The general idea behind artificial intelligence (A.I.) is giving machines the ability to think like human beings. This has been a mysterious and sexy topic in the media and pop culture for decades. Think movies like Terminator (1984) and Ex Machina (2015).
However, we are a long ways off from machines being able to think and act independently. To some this is unfortunate, and to others comforting. YAI does shape our modern world in profound ways that most people do not even realize.
There is a sub-field within A.I. called machine learning. Machine learning is a branch of artificial intelligence that allows software to become more accurate at predicting specific outcomes, without explicit programming to do so. Essentially, you are “training” the machine to solve a problem.
As of recently, machine learning has begun to impact our lives in many ways. Computers finally have the speed and ability to keep up with machine learning tasks. For example, it is the concept of self-driving cars, speech recognition, and even online shopping.
What’s the difference?
There are two types of machine learning to be aware of. The first is supervised machine learning, and the second is unsupervised machine learning.
Supervised learning allows a computer to “learn” about a subject using “labeled data.” Labeled data tells us about an outcome that is already known. The goal is to give a system a sample of data for it to be able to predict outcomes accurately. The more data provided, the more accurate the predictions will be. A good example of how this can be applied is in the medical field, for instance, in cancer research.
Say we are looking at human cells, and we know whether a cell is cancerous or not. That is the label. We also have lots of other data about the given cells, for example, chemical composition, size, and many other things. These things that we know about the subject are “features.”
The goal is that using these features and labels, with machine learning, we can look at a whole new cell in the lab and be able to predict whether or not it is cancerous. The concept and math behind supervised learning are complex. A simpler way to think about it is whether or not we can get a computer to accurately predict something given things we already know about that subject.
By contrast, unsupervised machine learning does not have labeled data. Looking at our medical example, say we have collected a lot of information about a lot of cells. Using machine learning, we would try to find out several things: Are there common trends in the data? Which cells, if any, share common characteristics?
The machine does not initially know which cells are cancerous or not, but using this data, it can categorize them based on their other shared features. Machine learning compares thousands of these “features” simultaneously.
How does CUJO use machine learning?
So, when we say CUJO uses AI, that means an application of machine learning to protect your home network. CUJO uses a Supervised machine learning algorithm. Using labeled data, CUJO makes predictions about the behavior on your home network.
Specifically, we use this technique to monitor whether your devices are behaving correctly. It allows us to determine if you are browsing sites that house potential phishing, malware, or other types of malicious content. CUJO can do this without invading your privacy. Using machine learning, we can determine if your encrypted connection is secure.
The benefit of this type of technique that CUJO employs is that we do not need to know about a particular threat before it happens to defend from it.

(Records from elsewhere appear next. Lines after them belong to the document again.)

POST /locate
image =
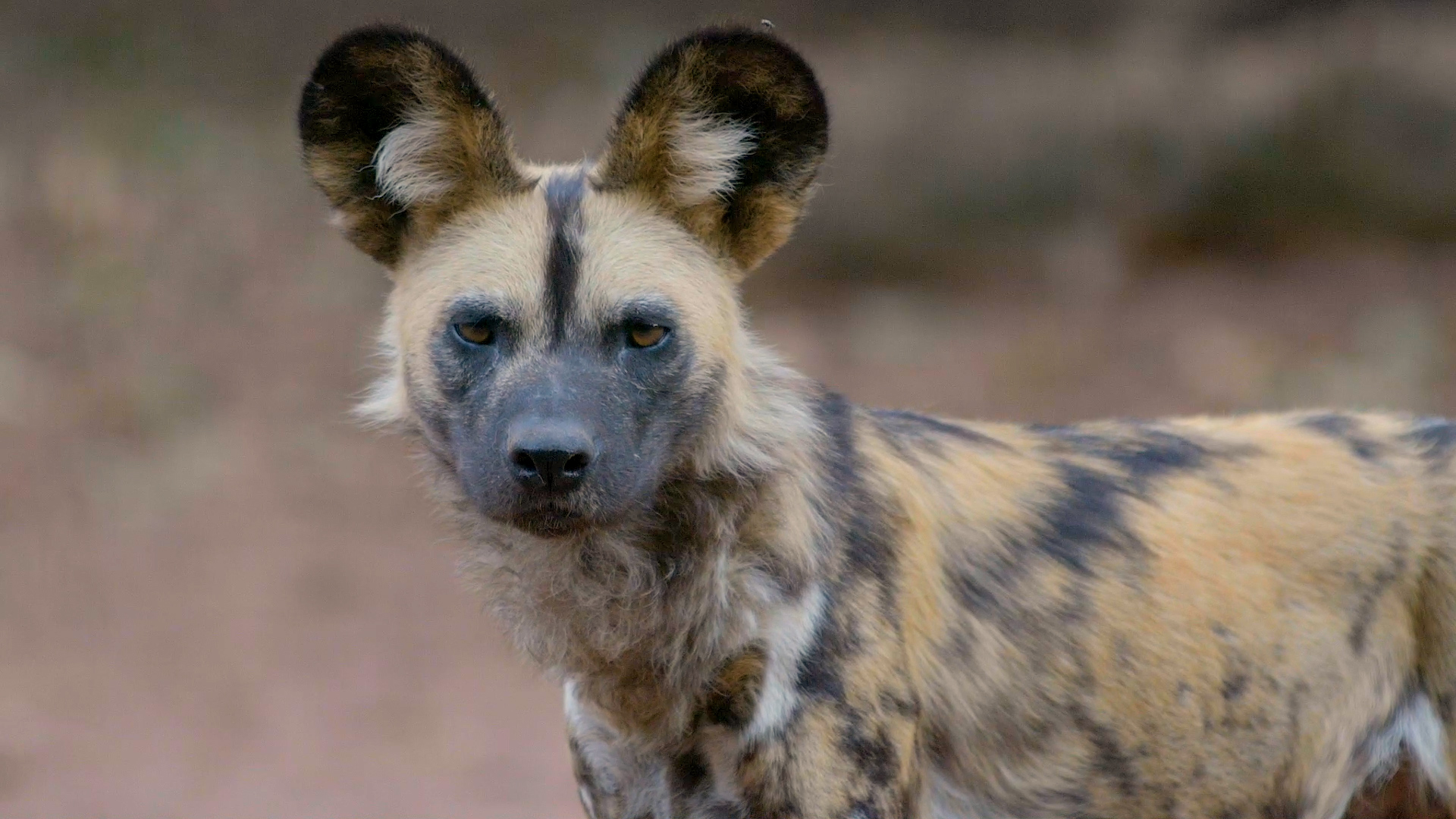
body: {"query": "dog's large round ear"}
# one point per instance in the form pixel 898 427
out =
pixel 397 131
pixel 726 130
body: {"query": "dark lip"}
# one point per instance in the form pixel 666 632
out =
pixel 549 522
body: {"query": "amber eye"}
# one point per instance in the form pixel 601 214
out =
pixel 476 333
pixel 647 334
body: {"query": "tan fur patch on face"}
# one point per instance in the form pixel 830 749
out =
pixel 629 253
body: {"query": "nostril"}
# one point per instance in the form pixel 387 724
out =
pixel 576 464
pixel 523 461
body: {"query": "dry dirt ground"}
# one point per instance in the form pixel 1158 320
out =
pixel 221 598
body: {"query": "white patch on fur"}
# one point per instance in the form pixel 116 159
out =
pixel 406 162
pixel 707 152
pixel 1416 730
pixel 952 802
pixel 631 776
pixel 788 634
pixel 384 400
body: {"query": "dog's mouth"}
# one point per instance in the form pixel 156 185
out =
pixel 549 519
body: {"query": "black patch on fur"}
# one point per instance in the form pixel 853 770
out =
pixel 1435 439
pixel 1347 430
pixel 821 667
pixel 564 193
pixel 867 537
pixel 1084 518
pixel 1109 757
pixel 902 426
pixel 873 752
pixel 688 773
pixel 1142 452
pixel 788 118
pixel 1235 686
pixel 1370 594
pixel 733 706
pixel 362 88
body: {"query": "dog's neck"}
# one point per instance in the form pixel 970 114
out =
pixel 641 618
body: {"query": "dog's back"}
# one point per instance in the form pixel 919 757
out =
pixel 766 602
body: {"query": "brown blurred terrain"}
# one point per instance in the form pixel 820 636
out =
pixel 220 598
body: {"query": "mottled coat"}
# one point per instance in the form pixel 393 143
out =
pixel 767 602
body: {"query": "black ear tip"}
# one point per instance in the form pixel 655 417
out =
pixel 344 55
pixel 736 64
pixel 372 71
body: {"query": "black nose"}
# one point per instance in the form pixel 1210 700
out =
pixel 551 457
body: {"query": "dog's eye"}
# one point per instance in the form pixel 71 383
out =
pixel 647 334
pixel 476 333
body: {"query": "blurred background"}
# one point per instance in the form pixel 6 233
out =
pixel 221 598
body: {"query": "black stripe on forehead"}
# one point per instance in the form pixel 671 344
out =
pixel 564 194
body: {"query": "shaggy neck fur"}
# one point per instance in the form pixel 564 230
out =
pixel 642 617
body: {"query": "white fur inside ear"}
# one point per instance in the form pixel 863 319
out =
pixel 384 401
pixel 707 152
pixel 408 164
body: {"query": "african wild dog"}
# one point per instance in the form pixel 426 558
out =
pixel 764 601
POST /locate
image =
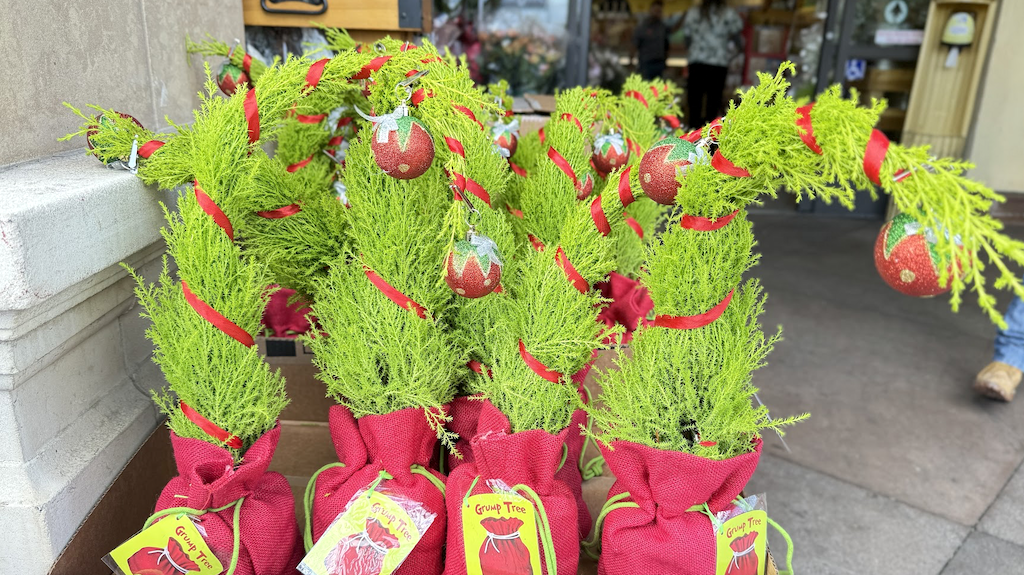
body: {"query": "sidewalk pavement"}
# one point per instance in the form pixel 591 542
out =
pixel 901 469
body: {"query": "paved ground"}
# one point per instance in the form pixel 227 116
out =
pixel 900 469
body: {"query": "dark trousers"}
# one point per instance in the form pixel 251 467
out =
pixel 651 70
pixel 704 92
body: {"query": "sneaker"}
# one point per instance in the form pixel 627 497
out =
pixel 997 381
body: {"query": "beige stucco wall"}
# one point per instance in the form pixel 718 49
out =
pixel 995 143
pixel 126 54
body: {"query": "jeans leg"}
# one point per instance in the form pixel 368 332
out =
pixel 1010 342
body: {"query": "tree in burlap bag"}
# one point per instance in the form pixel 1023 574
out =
pixel 223 401
pixel 525 461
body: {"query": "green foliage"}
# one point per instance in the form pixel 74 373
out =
pixel 213 47
pixel 682 388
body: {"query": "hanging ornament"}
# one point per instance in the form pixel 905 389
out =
pixel 102 125
pixel 230 77
pixel 473 266
pixel 906 258
pixel 662 164
pixel 609 152
pixel 506 136
pixel 401 144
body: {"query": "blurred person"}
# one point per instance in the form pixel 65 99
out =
pixel 999 379
pixel 650 43
pixel 708 29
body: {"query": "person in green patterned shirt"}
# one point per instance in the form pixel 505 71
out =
pixel 708 31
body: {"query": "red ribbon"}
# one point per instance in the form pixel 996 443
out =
pixel 280 213
pixel 878 145
pixel 600 220
pixel 693 321
pixel 705 224
pixel 205 311
pixel 470 185
pixel 723 166
pixel 807 130
pixel 576 279
pixel 468 113
pixel 252 116
pixel 210 207
pixel 517 169
pixel 625 189
pixel 634 224
pixel 211 429
pixel 478 367
pixel 395 296
pixel 146 149
pixel 567 117
pixel 455 145
pixel 538 367
pixel 562 164
pixel 315 71
pixel 299 165
pixel 637 95
pixel 370 68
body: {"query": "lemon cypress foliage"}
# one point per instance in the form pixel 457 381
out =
pixel 378 356
pixel 221 378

The term “zero-day” attack refers to a threat that has never been used before in a public forum.
Due to it being so new, traditional methods of antivirus cannot defend against it. This is where CUJO comes is. We don’t need to know about a particular attack before it happens. CUJO can predict malicious behavior and stop it in its tracks.
CUJO is always getting smarter
CUJO uses machine learning to stay ahead of hackers. Hackers are constantly finding new, complicated, and more sophisticated ways to infiltrate networks. But we get smarter too.
CUJO protects a growing number of global home networks, and we can collect some metadata about traffic on your network, without invading our your privacy. CUJO then can combine all of these data snippets to come up with more accurate predictions, via machine learning.
This process is regularly occurring. As we observe a new behavior on a customer’s network, we classify it and determine whether it is malicious, effectively making the entire CUJO network smarter. Everyone benefits from this process of learning, except criminal hackers.